[PATCH v3 3/3] mm: optimise pte dirty/accessed bit setting by demand based pte insertion

linux-mm.kvack.org archive mirror
 help / color / mirror / Atom feed

From: Nicholas Piggin <npiggin@gmail.com>
To: linux-mm@kvack.org
Cc: Nicholas Piggin <npiggin@gmail.com>,
	Linus Torvalds <torvalds@linux-foundation.org>,
	Bibo Mao <maobibo@loongson.cn>
Subject: [PATCH v3 3/3] mm: optimise pte dirty/accessed bit setting by demand based pte insertion
Date: Sun, 20 Dec 2020 14:55:35 +1000	[thread overview]
Message-ID: <20201220045535.848591-4-npiggin@gmail.com> (raw)
In-Reply-To: <20201220045535.848591-1-npiggin@gmail.com>

Similarly to the previous patch, this tries to optimise dirty/accessed
bits in ptes to avoid access costs of hardware setting them.
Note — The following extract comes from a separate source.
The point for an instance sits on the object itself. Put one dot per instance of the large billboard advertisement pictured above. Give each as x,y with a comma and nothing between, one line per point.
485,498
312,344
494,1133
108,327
This tidies up a few last cases where dirty/accessed faults can be seen,
and subsumes the pte_sw_mkyoung helper -- it's not just architectures
with explicit software dirty/accessed bits that take expensive faults to
modify ptes.

The vast majority of the remaining dirty/accessed faults on kbuild
workloads after this patch are from NUMA migration, due to
remove_migration_pte inserting old/clean ptes.
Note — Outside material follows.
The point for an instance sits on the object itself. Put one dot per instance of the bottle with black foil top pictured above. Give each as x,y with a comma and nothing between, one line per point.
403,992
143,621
Signed-off-by: Nicholas Piggin <npiggin@gmail.com>
---
 arch/mips/include/asm/pgtable.h |  2 --
 include/linux/pgtable.h         | 16 ----------------
 mm/huge_memory.c                |  4 ++--
 mm/memory.c                     | 14 +++++++-------
 mm/migrate.c                    |  1 +
 mm/shmem.c                      |  1 +
 mm/userfaultfd.c                |  2 +-
 7 files changed, 12 insertions(+), 28 deletions(-)
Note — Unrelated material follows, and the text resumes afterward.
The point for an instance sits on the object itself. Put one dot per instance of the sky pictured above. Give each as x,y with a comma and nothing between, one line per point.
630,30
diff --git a/arch/mips/include/asm/pgtable.h b/arch/mips/include/asm/pgtable.h
index 4f9c37616d42..3275495adccb 100644
--- a/arch/mips/include/asm/pgtable.h
+++ b/arch/mips/include/asm/pgtable.h
@@ -406,8 +406,6 @@ static inline pte_t pte_mkyoung(pte_t pte)
 	return pte;
 }
 
-#define pte_sw_mkyoung	pte_mkyoung
-
 #ifdef CONFIG_MIPS_HUGE_TLB_SUPPORT
 static inline int pte_huge(pte_t pte)	{ return pte_val(pte) & _PAGE_HUGE; }
 
diff --git a/include/linux/pgtable.h b/include/linux/pgtable.h
index 8fcdfa52eb4b..70d04931dff4 100644
--- a/include/linux/pgtable.h
+++ b/include/linux/pgtable.h
@@ -424,22 +424,6 @@ static inline void ptep_set_wrprotect(struct mm_struct *mm, unsigned long addres
 }
 #endif
 
-/*
- * On some architectures hardware does not set page access bit when accessing
- * memory page, it is responsibilty of software setting this bit. It brings
- * out extra page fault penalty to track page access bit. For optimization page
- * access bit can be set during all page fault flow on these arches.
- * To be differentiate with macro pte_mkyoung, this macro is used on platforms
- * where software maintains page access bit.
- */
-#ifndef pte_sw_mkyoung
-static inline pte_t pte_sw_mkyoung(pte_t pte)
-{
-	return pte;
-}
-#define pte_sw_mkyoung	pte_sw_mkyoung
-#endif
-
 #ifndef pte_savedwrite
 #define pte_savedwrite pte_write
 #endif
diff --git a/mm/huge_memory.c b/mm/huge_memory.c
index f2ca0326b5af..f6719312dc27 100644
--- a/mm/huge_memory.c
+++ b/mm/huge_memory.c
@@ -2151,8 +2151,8 @@ static void __split_huge_pmd_locked(struct vm_area_struct *vma, pmd_t *pmd,
 			entry = maybe_mkwrite(entry, vma);
 			if (!write)
 				entry = pte_wrprotect(entry);
-			if (!young)
-				entry = pte_mkold(entry);
+			if (young)
+				entry = pte_mkyoung(entry);
 			if (soft_dirty)
 				entry = pte_mksoft_dirty(entry);
 			if (uffd_wp)
diff --git a/mm/memory.c b/mm/memory.c
index dd1f364d8ca3..4cebba596660 100644
--- a/mm/memory.c
+++ b/mm/memory.c
@@ -1639,7 +1639,7 @@ static int insert_page_into_pte_locked(struct mm_struct *mm, pte_t *pte,
 	get_page(page);
 	inc_mm_counter_fast(mm, mm_counter_file(page));
 	page_add_file_rmap(page, false);
-	set_pte_at(mm, addr, pte, mk_pte(page, prot));
+	set_pte_at(mm, addr, pte, pte_mkyoung(mk_pte(page, prot)));
 	return 0;
 }
 
@@ -1954,10 +1954,9 @@ static vm_fault_t insert_pfn(struct vm_area_struct *vma, unsigned long addr,
 	else
 		entry = pte_mkspecial(pfn_t_pte(pfn, prot));
 
-	if (mkwrite) {
-		entry = pte_mkyoung(entry);
+	entry = pte_mkyoung(entry);
+	if (mkwrite)
 		entry = maybe_mkwrite(pte_mkdirty(entry), vma);
-	}
 
 	set_pte_at(mm, addr, pte, entry);
 	update_mmu_cache(vma, addr, pte); /* XXX: why not for insert_page? */
@@ -2889,7 +2888,7 @@ static vm_fault_t wp_page_copy(struct vm_fault *vmf)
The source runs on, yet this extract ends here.